Mad Max

I’m writing this while my ears are still ringing from the cacophony of Mad Max: Fury Road. The movie can be summed up by many adjectives; loud, frenetic, no-holds-barred, glee with a dash of gruesome. But the most apt word, named after the titular character, would have to be mad.

This movie is loud and it is bold. At first it looks like every other action movie that has come out in the last few years. But it doesn’t take long for it to start to stand apart. There’s no one single moment. Maybe it’s the half lives hooking up human blood banks, maybe it’s the milking farm or just generally deranged inbred sons that hark back to Thunderdome. The mix of polecats and various pointy objects certainly go a long way to make it unique.

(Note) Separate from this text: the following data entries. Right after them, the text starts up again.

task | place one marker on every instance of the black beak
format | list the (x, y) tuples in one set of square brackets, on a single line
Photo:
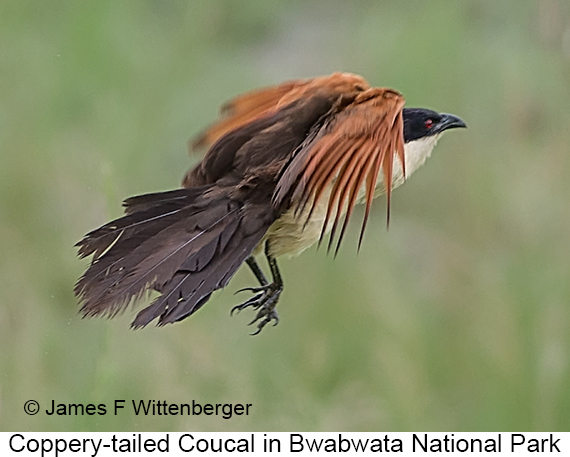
[(449, 121)]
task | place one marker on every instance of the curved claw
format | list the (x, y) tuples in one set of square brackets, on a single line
[(253, 289), (251, 302)]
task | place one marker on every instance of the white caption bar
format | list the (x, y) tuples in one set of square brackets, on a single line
[(297, 443)]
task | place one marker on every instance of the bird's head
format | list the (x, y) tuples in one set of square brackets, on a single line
[(420, 123)]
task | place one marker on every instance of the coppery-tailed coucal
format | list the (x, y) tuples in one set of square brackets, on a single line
[(285, 166)]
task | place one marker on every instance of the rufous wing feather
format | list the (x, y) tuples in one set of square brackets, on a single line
[(345, 157)]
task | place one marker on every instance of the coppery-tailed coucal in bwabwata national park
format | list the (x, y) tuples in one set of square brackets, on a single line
[(285, 165)]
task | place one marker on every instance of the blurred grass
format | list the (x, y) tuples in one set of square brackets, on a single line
[(456, 319)]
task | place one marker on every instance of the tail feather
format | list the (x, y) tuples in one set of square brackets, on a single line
[(184, 244)]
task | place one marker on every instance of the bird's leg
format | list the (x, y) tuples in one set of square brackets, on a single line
[(266, 295)]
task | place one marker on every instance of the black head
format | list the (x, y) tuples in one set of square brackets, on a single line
[(419, 123)]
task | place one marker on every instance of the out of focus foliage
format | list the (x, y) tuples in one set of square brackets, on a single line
[(457, 318)]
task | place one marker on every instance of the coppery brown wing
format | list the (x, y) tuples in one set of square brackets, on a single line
[(346, 156), (252, 105)]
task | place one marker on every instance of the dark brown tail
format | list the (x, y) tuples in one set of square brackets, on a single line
[(185, 244)]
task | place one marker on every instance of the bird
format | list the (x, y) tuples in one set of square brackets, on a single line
[(284, 166)]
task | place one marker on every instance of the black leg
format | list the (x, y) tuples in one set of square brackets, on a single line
[(266, 296), (253, 265)]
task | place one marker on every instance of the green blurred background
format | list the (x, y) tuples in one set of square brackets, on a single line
[(457, 318)]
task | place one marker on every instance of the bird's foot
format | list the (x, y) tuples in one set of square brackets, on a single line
[(264, 300)]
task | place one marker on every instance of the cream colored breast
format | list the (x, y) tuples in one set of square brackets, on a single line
[(291, 234)]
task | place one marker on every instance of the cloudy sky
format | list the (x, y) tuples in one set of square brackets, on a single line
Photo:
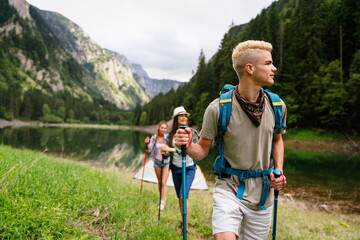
[(164, 36)]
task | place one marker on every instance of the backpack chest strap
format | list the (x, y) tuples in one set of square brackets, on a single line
[(250, 174)]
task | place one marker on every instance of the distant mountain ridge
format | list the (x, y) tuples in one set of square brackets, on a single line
[(153, 86), (118, 69), (110, 74)]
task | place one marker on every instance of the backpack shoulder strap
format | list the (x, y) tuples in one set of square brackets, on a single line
[(225, 104)]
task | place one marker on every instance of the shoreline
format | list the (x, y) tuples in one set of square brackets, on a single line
[(18, 123), (326, 146)]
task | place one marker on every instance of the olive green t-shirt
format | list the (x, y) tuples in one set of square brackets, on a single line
[(246, 147)]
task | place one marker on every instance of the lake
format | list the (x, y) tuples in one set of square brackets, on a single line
[(315, 179)]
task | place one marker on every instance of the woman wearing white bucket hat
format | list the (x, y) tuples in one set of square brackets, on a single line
[(180, 118)]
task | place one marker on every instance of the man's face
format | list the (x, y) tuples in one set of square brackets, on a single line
[(264, 69)]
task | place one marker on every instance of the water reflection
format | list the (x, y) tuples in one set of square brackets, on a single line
[(110, 148)]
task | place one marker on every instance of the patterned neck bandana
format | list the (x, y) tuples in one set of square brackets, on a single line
[(253, 110)]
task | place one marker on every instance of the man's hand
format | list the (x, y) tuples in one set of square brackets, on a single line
[(182, 137), (277, 183)]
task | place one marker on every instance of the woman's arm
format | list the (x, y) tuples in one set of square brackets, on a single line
[(197, 150)]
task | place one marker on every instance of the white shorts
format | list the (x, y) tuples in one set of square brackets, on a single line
[(229, 214)]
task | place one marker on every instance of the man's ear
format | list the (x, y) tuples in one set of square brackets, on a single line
[(249, 68)]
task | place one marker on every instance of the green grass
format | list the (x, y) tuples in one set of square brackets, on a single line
[(43, 197), (314, 134)]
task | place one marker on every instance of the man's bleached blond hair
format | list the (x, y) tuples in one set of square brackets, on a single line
[(247, 52)]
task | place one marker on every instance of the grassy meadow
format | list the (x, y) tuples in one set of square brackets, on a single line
[(43, 197)]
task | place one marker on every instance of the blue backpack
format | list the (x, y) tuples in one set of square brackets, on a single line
[(221, 167)]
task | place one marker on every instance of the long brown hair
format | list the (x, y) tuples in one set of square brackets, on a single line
[(158, 131), (174, 128)]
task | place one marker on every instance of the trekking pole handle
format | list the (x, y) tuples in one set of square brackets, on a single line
[(277, 173)]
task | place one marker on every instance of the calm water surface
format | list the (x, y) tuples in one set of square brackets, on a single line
[(315, 178)]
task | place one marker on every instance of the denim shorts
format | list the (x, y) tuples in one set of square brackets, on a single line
[(177, 178), (157, 163), (230, 215)]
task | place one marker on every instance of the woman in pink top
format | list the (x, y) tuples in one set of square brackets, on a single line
[(154, 145)]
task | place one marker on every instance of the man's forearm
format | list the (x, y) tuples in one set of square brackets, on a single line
[(200, 149), (278, 152)]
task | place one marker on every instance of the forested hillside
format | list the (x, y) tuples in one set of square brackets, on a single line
[(316, 48), (38, 79)]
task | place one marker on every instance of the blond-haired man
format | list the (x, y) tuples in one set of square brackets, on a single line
[(249, 143)]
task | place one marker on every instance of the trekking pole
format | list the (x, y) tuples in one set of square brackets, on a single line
[(162, 167), (277, 173), (142, 178), (183, 154)]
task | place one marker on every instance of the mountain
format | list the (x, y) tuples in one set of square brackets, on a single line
[(153, 86), (109, 73), (52, 71)]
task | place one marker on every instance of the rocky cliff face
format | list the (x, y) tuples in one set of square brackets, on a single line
[(58, 42), (110, 73)]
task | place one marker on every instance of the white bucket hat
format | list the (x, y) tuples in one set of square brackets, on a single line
[(179, 110)]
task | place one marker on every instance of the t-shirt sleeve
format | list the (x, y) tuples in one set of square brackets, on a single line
[(284, 113), (209, 126)]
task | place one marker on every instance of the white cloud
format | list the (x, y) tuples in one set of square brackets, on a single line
[(164, 36)]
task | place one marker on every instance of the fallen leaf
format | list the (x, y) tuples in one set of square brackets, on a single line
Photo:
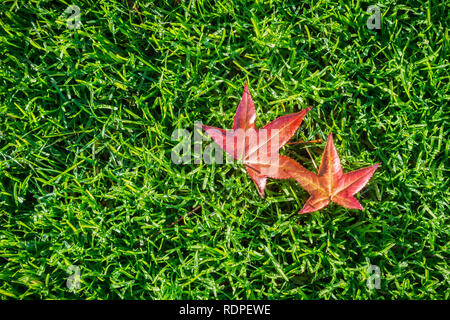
[(258, 148), (331, 183)]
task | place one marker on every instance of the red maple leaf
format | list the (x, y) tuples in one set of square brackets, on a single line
[(331, 183), (258, 148)]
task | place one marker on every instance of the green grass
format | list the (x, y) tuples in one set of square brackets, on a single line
[(86, 177)]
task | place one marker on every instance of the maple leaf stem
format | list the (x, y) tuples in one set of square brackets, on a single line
[(314, 163), (253, 168), (179, 219), (312, 141)]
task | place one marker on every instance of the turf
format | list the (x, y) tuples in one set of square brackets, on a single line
[(87, 183)]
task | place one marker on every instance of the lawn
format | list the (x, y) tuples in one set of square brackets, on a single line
[(88, 190)]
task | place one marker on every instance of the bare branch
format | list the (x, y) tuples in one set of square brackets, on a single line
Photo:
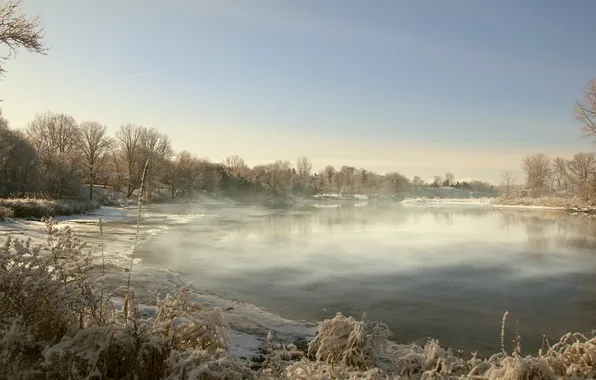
[(18, 31)]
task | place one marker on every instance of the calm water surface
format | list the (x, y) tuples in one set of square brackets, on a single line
[(448, 273)]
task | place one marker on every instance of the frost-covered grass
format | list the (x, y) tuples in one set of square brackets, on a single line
[(39, 208), (58, 320)]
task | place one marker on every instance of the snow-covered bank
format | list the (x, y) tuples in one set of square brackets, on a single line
[(250, 324), (441, 202), (475, 202)]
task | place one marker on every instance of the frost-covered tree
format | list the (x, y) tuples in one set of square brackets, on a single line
[(582, 172), (507, 183), (585, 111), (56, 138), (18, 31), (94, 145), (538, 171)]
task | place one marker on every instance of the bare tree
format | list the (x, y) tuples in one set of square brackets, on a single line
[(508, 183), (130, 140), (303, 168), (339, 181), (582, 169), (56, 138), (585, 111), (417, 182), (538, 172), (449, 179), (17, 31), (94, 146), (157, 151), (328, 174), (560, 175), (397, 182), (348, 177), (236, 165)]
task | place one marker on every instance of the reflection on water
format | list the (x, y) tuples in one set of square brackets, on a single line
[(448, 273)]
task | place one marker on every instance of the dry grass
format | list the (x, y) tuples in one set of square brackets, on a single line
[(40, 208)]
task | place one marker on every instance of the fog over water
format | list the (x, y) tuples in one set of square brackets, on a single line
[(445, 272)]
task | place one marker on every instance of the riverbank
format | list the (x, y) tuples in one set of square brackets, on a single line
[(39, 208)]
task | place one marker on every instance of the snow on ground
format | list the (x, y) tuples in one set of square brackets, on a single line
[(474, 202), (249, 323), (438, 202)]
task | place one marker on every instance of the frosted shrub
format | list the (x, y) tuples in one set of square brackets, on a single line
[(347, 341)]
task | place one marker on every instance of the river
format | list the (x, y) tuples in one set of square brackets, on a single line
[(448, 273)]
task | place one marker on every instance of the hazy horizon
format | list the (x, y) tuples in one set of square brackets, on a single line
[(421, 88)]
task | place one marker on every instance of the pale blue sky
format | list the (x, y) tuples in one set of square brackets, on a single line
[(420, 87)]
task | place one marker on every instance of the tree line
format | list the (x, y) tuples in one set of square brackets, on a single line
[(559, 176), (54, 156)]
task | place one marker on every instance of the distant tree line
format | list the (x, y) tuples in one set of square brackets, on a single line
[(54, 155), (559, 176)]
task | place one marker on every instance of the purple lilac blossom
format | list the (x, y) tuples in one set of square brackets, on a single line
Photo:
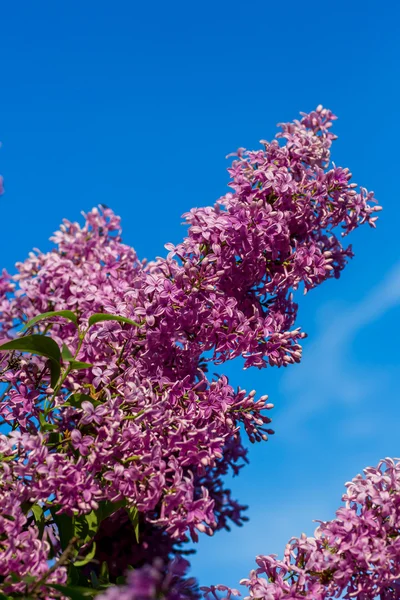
[(154, 431)]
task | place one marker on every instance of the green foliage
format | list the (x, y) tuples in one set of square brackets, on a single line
[(41, 346), (66, 314), (98, 317)]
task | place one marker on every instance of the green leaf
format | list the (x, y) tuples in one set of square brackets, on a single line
[(94, 580), (73, 592), (76, 400), (98, 317), (67, 314), (88, 558), (40, 345), (134, 519), (107, 508), (104, 574), (77, 365), (65, 526), (66, 353), (86, 526), (39, 518)]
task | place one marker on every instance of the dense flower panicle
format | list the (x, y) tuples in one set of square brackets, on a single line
[(154, 582), (152, 429), (356, 555)]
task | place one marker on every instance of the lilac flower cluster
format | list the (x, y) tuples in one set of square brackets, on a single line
[(356, 555), (154, 582), (133, 421)]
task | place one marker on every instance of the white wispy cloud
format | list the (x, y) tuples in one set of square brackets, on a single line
[(326, 366)]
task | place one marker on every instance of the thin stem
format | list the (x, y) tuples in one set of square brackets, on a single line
[(61, 561)]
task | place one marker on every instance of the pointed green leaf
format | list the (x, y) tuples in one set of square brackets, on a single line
[(134, 518), (66, 353), (66, 314), (73, 592), (77, 365), (98, 317), (107, 508), (76, 400), (39, 518), (64, 524), (40, 345), (86, 526), (88, 557)]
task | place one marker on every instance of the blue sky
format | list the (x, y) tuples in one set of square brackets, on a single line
[(135, 105)]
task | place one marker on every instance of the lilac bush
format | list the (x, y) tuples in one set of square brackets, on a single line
[(115, 441), (356, 555)]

It doesn’t matter. This is a film that gets started and never lets up for more than a few moments at a time so you can pause, catch your breath, and get right back into it. The car chases (because, ultimately, that’s what this film is) are long but never boring. The vehicles themselves are perhaps the best characters. Each and every one is unique, always bringing something to the game.

For characters you have a very quiet Max, probably the most bad-ass Charlize Theron yet and a brilliant half life played by Holt. They’re all their own characters. They might not say much (if anything there’s too little dialogue in the movie) but they still manage to get across the bones of a relationship and a plot while they’re at it.

Visually this is probably the most impressive movie since Inception, and that’s definitely because it all feels so real. Everything is burnt and orange, with a layer of rust that makes the chrome stand out. The cars are detailed, but so too are the characters (with a hearty collection of prosthetics and effects). Even at night everything feels alive and grimy and in your face. It’s often the little details as well, the ones that go unremarked upon that are the best. Stilt walkers, milking machines or just the general V8-infused paganism that runs rampant through the war boys.

If I had to pick a favourite moment it would be when we meet Larry and Barry. It’s a tiny moment, and I won’t spoil anything about it, but it’s the fulcrum about which the movie turns from action-for-the-sake-of-action into a desperate race for real people for me. There might not be much in the way of a plot, but then again there’s not much in the way of places for these people to escape to.

It might not be perfect and it definitely won’t be to everyone’s tastes, but Mad Max: Fury Road is definitely a spectacle worth seeing.